Troubleshooting Hive on Spark
- Problem: Delayed result from the first query after starting a new Hive on Spark session
- The first query after starting a new Hive on Spark session might be delayed due to the start-up time for the Spark on YARN cluster. The query waits for YARN containers to initialize. Subsequent queries will be faster.
- Problem: Exception Error: org.apache.thrift.transport.TTransportException (state=08S01,code=0) and HiveServer2 is down
- HiveServer2 memory is set too small. For more information, see STDOUT for HiveServer2. To fix this issue:
- In Cloudera Manager, go to HIVE.
- Click Configuration.
- Search for Java Heap Size of HiveServer2 in Bytes, and change it to be a larger value.
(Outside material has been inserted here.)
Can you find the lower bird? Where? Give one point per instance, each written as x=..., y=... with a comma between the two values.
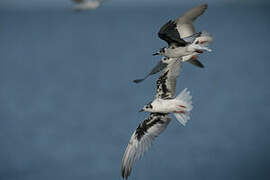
x=181, y=105
x=156, y=123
Cloudera recommends a minimum value of 256 MB.
- Restart HiveServer2.
- Problem: Out-of-memory error
- You might get an out-of-memory error similar to the following:
15/03/19 03:43:17 WARN channel.DefaultChannelPipeline: An exception was thrown by a user handler while handling an exception event ([id: 0x9e79a9b1, /10.20.118.103:45603 => /10.20.120.116:39110] EXCEPTION: java.lang.OutOfMemoryError: Java heap space) java.lang.OutOfMemoryError: Java heap space
This error indicates that the Spark driver does not have enough off-heap memory. Increase the off-heap memory by setting spark.yarn.driver.memoryOverhead or spark.driver.memory.
- Problem: Hive on Spark does not work with HBase
- Hive on Spark with HBase is not supported. If you use HBase, use Hive on MapReduce instead of Hive on Spark.
- Problem: Spark applications stay alive forever and occupy cluster resources
- This can occur if there are multiple concurrent Hive sessions. To manually terminate the Spark applications:
- Find the YARN application IDs for the applications by going to Cloudera Manager and clicking .
- Log in to the YARN ResourceManager host.
- Open a terminal and run:
yarn application -kill <applicationID>
applicationID is each YARN application ID you found in step 1.